Después anduve un poco sin rumbo por Boulogne-Billancourt, y así fue como encontré el magnífico Musée des Années Trente (Museo de los años 30), el sitio de mi comunión solitaria con la mueblería vintage. Este fue uno de varios museos que tuve más o menos para mí solo cuando lo visité. Otro es el Musée de l'Histoire de l'Immigration, albergado en un monumental palacio art déco en el borde del Bois de Vicennes, donde pude ver una exhibición de Eugène Atget's, con fotografías de inicios del siglo XX de los campamentos romanos que fueron elementos del perímetro de París hasta la Primera Guerra Mundial.
EL BROOKLYN FRANCÉS
En los días quinto y sexto realmente caminé a paso firme. Mi ampolla se había curado, mis pasos se apuraron y las cosas interesantes parecían presentarse con una extraña frecuencia. En el suburbio de Montrouge visité una tienda formalmente llamada La Boutique du Futur, que vendía teóricamente artículos novedosos y útiles, como un sacacorchos hecho de un hueso de vaca y (su mejor producto) una cuchara de bebé con forma de un avión (su nombre: Babyplane).
En Gentilly, el próximo barrio, descubrí un enorme pero impecablemente ordenado almacén de vinos y licores, llamado Caves Fillot, situado en una antigua bodega que aún tenía el encantador y rancio olor a barriles envejecidos.
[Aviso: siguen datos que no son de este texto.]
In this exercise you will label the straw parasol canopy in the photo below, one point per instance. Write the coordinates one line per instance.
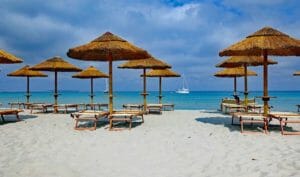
(297, 73)
(55, 64)
(144, 64)
(264, 42)
(161, 73)
(244, 61)
(108, 47)
(91, 73)
(234, 73)
(27, 72)
(7, 58)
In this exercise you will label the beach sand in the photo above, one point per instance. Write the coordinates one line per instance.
(175, 144)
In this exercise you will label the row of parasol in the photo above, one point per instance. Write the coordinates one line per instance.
(254, 51)
(107, 47)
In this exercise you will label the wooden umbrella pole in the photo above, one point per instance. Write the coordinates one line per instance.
(246, 87)
(265, 96)
(234, 84)
(160, 95)
(27, 90)
(110, 84)
(144, 90)
(55, 91)
(92, 90)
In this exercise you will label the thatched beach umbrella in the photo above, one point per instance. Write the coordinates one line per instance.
(234, 73)
(28, 73)
(7, 58)
(148, 63)
(160, 73)
(297, 73)
(244, 61)
(91, 73)
(264, 42)
(55, 64)
(108, 47)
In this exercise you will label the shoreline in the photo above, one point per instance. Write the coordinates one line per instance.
(176, 143)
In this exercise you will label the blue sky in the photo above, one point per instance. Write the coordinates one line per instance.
(187, 34)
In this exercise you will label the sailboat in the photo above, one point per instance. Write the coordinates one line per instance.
(106, 86)
(184, 89)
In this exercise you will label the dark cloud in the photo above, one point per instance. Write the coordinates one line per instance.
(188, 34)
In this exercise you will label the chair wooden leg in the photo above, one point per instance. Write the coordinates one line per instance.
(95, 124)
(18, 118)
(130, 122)
(110, 124)
(242, 124)
(76, 124)
(281, 126)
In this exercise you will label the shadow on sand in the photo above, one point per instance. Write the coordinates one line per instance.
(13, 119)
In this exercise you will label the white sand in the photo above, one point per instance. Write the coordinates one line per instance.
(175, 144)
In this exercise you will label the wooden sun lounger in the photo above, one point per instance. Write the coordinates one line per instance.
(154, 108)
(284, 119)
(133, 106)
(93, 106)
(10, 112)
(40, 106)
(18, 104)
(88, 115)
(65, 107)
(125, 116)
(250, 118)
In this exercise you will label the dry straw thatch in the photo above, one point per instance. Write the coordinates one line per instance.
(55, 64)
(264, 42)
(297, 73)
(7, 58)
(90, 72)
(145, 64)
(148, 63)
(106, 46)
(266, 39)
(161, 73)
(237, 61)
(234, 72)
(26, 72)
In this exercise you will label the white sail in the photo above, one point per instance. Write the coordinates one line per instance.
(184, 89)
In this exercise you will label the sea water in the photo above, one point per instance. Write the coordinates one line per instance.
(196, 100)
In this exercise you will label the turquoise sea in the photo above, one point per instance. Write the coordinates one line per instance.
(196, 100)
Un poco más al norte y al este, justo al interior del Périph, cerca del río, me encontré con un reluciente callejón de artes, repleto de galerías de aspecto espartano fielmente devotas al grafiti.
Más allá del río está la recta final, una excursión de menos de dos kilómetros que me llevó de la orilla izquierda a la derecha cruzando el Pont National, luego de pasar un inmenso patio de trenes de la SNCF y lo que parecía ser un campamento para personas sin hogar -compuesto de carpas y fogatas para cocinar- y, finalmente, hasta el Porte Dorée y mi hotel.
Esa noche, la última de mi viaje, decidí tomar el metro de vuelta al barrio oriental de Montreuil, el que he escuchado descrito, para bien o para mal, como el "Brooklyn de París". Lo había bordeado en mi primer día, pero no noté mucho más allá que colillas de marihuana y grafiti. Ahora, cuando salí del Métro, el suburbio parecía haberse transformado: un pequeño parque público detrás del Ayuntamiento estaba lleno de familias jóvenes, muchas de ellas agrupadas en torno de un improvisado bar que había sido armado con luces navideñas y amoblado con lo que parecían muebles de jardín.
Unas pocas cuadras más allá estaba La Marbrerie, la fábrica de mármol convertida en un sitio de conciertos. Había una banda de cumbia tocando en su máximo apogeo. Después de un par de cervezas, las dificultades físicas de mi viaje de una semana comenzaron a hacerme sentir como si tuviera sacos de arena amarrados a mis extremidades. Así que me tiré en un taxi de vuelta al hotel. Cuando el conductor entró al Périph, circulando lentamente a esta hora de la noche, tuve el pensamiento de que la carretera, que había cruzado varias veces en mi ruta, había dejado de parecer una gran barrera.